目的
对于一个原始粗糙数据,当其读取到R以后会有以下几个常见的问题:
-
变量类型错误: 如身份证号识别数值型变量
-
分类变量中有奇怪的值 有NA
本文档的目标就是在数据清洗前,对原始数据进行初步探索,并针对探索结果指导数据清洗
数据读取及保存
#| eval: false #不运行代码
dat1 <- read.csv(paste0(path_data,"simout/mc_info.csv")) #stringsAsFactors=FALSE
fchbp <- read_excel(paste0(path_data,"hbp分层.xlsx"))
load(file = paste0(path_data, "dat_hbp.Rdata"))
tax.tab <- read_csv("Rbookdata/taxsamp.csv", locale=locale(encoding="GB18030")) #推荐
write.table(decom_hbp,paste0(path_data,"decom_hbp.csv"),sep = ",",col.names = TRUE,row.names = FALSE)
write_csv(SES_pr, file = paste(path_data, "table1_explore/SES_pr.csv", sep = ""))
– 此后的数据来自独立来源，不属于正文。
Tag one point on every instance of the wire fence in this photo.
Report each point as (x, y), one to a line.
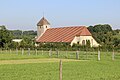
(43, 53)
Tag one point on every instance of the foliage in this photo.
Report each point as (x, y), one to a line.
(105, 36)
(5, 37)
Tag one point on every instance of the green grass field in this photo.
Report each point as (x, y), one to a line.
(42, 67)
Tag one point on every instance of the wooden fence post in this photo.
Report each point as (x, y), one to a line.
(42, 52)
(36, 51)
(77, 54)
(28, 51)
(16, 51)
(98, 55)
(57, 53)
(50, 52)
(60, 69)
(113, 55)
(22, 51)
(66, 54)
(10, 51)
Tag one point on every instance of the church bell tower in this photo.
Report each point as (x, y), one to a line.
(42, 26)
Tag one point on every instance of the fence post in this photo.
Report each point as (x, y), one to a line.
(42, 52)
(28, 51)
(66, 54)
(10, 51)
(77, 54)
(60, 69)
(57, 53)
(50, 53)
(98, 55)
(36, 51)
(22, 51)
(16, 51)
(113, 55)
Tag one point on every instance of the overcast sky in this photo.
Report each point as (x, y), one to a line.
(24, 14)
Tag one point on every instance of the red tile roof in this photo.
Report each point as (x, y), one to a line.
(42, 22)
(64, 34)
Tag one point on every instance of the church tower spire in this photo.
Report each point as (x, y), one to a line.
(42, 26)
save(dat2, file = paste(path_data, "dat2.Rdata", sep = ""))
数据变量类型展示
数据变量类型展示的自编函数如下:
#| eval: false #不运行代码
check_var_type <- function(input_data){
library('tidyverse')
var_chr <- input_data %>%
map(is.character) %>%
keep(identity) %>%
names()
var_double <- input_data %>%
map(is.double) %>%
keep(identity) %>%
names()
var_int <- input_data %>%
map(is.integer) %>%
keep(identity) %>%
names()
var_factor <- input_data %>%
map(is.factor) %>%
keep(identity) %>%
names()
var_logic <- input_data %>%
map(is.logical) %>%
keep(identity) %>%
names()
list(var_chr=var_chr,
var_double=var_double,
var_int=var_int,
var_factor=var_int,
var_logic=var_logic)
}
利用NHANES数据为例:
#| warning: false
#| message: false
library(NHANES)
data(NHANES)
source('/Users/hecongyuan/Documents/Study/R/R语言教程/function/check_var_type.R')
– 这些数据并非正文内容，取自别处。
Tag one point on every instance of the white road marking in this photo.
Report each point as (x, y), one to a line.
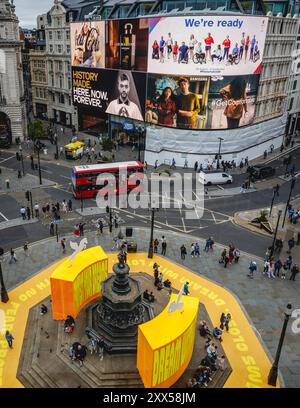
(8, 158)
(2, 215)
var_check <- check_var_type(NHANES)
var_check
数据类型转换
批量将所有int转换成factor
#| warning: false
#| message: false
#| eval: false
library('tidyverse')
#批量更改数据类型 根据需求更改
#var_check[["var_int"]]可以写成c('var1','var3',...)挑选变量转换
NHANES <- NHANES %>%
mutate(across(var_check[["var_int"]],as.factor))
数据初步探索
方法一
library(skimr)
skim(NHANES, all_of(names(NHANES)))
方法二
利用gtsummary包
#| warning: false
#| message: false
#| eval: false
explore <- function(crude_data){
library(gtsummary)
table1 <- crude_data %>% tbl_summary(statistic = list(
#all_continuous() ~ "{mean}±{sd}" ,
#all_continuous() ~ "{median} ({p25}, {p75})",
#all_continuous() ~ "{median} ({IQR})",
#all_categorical() ~ "{n} ({p}%)",
all_continuous() ~ "median:{median}
mean:{mean}
sd:{sd}
min:{min}
max:{max}
IQR:{IQR}",
all_categorical() ~ "{n} / {N} ({p}%)"),
digits = list(all_continuous() ~ c(),
all_categorical() ~ c(0,0,2))) %>%
modify_caption("**数据清理前探索**") %>%
bold_labels()
table1
}
source('/Users/hecongyuan/Documents/Study/R/R语言教程/function/explore.R')
explore(NHANES)
总结
- 一般情况下 直接进行skim看数据情况 再依据数据情况进行数据清洗
- 批量数据转化可以记忆一下